MW: Правильно. Мое желание, когда кто-то входит в мой офис или мастерскую, которую я возглавляю, заключается в том, чтобы вытащить их из транса истории, которую они носили, – часто в течение очень долгого времени. Но в трансе нашей истории мы не дошли до самых глубоких слоев. Более глубокие слои – это когда мы можем видеть, что произошло за поведением наших родителей и других членов семьи. Когда мы можем зайти в их историю, мы можем видеть, что изображение, которое мы держали, является неполным, потому что отсутствует существенная часть истины. Дело не в том, что наша мать не любила нас, это значит, что наша мать не могла нас любить. Дело не в том, что наш отец не хотел нас, а потому, что он не мог присутствовать.

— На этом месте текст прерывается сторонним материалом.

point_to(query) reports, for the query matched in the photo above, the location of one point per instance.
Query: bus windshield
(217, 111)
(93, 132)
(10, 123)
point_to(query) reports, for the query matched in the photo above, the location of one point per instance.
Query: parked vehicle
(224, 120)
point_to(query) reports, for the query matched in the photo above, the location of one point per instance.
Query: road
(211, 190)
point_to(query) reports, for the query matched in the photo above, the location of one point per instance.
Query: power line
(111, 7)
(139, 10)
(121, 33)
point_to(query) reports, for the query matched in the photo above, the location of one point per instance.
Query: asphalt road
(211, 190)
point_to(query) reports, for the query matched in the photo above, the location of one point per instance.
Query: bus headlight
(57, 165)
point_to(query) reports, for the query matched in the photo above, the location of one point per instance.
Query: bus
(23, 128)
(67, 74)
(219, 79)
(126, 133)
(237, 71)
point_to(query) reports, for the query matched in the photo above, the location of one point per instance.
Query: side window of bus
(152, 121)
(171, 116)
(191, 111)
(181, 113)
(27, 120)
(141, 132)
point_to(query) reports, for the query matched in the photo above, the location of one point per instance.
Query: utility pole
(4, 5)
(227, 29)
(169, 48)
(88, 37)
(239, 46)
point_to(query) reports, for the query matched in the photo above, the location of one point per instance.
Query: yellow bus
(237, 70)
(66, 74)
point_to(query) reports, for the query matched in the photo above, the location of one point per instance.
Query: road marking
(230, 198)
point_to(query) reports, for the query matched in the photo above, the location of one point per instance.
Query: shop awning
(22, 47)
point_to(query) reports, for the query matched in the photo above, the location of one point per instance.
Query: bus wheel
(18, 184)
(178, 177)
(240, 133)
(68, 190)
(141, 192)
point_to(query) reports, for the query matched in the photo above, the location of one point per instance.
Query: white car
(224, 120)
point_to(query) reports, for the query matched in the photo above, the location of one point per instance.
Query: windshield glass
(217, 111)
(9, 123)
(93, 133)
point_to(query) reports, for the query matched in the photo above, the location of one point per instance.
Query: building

Опять же, расширение объектива показывает нам, что изображения, которые мы несем, могут быть самоограничивающимися. Эти образы фактически создают план того, как наша жизнь будет продолжаться. Они очень эффективны, потому что мы получаем больше того, что, как мы полагаем, собираемся получить. Но когда мы можем начать смотреть глубже, мы видим, что травмы – это истории, которые нам нужно исследовать. То, что мы отвергаем в наших родителях, может возродиться в нас, в нашей жизни. Поэтому, если что-то может иммунизировать нас от повторения паттернов прошлого, это исцеляет наши отношения с ними.
ММ: И если они мертвы, мы все еще можем исцелить эти отношения?
MW: Да, и я описываю в своей книге, как мы можем исцелять своих родителей, когда они скончались. Для этого есть много инструментов. Осветив свечу, положив фотографию за кровать и произнеся определенный приговор. Беседа, слушая разговор. Фактически, некоторые из новой науки теперь говорят нам, когда мы визуализируем действие или беседу, те же самые области мозга, те же самые нейроны, активируются, как будто мы на самом деле живем.
MM: И что делает человек, если он или она ничего не знает о биологических родителях, не знает семейных историй, но унаследовал некоторые травмы?
MW: Это хороший вопрос. История травмы живет на нашем языке тела и на нашем вербальном языке. В моей книге я учу клиентов, чтобы они стали детективами их семейной истории и как построить карту основного языка. Я задаю определенные вопросы определенным образом, и когда мы соединим достаточно точек, появится история. Поэтому, даже если мы не слышали историю, мы можем почти предположить, что произошло. Если какое-то поведение не может быть найдено в раннем детстве или в рассказах, которые мы знаем, это, вероятно, связано с историей, которая живет в нашей семейной истории. Я всегда нахожу, что если мы проигнорируем прошлое, оно может вернуться, чтобы преследовать нас. Если мы исследуем это, нам не нужно его повторять. Мы можем разрушить эти деструктивные модели.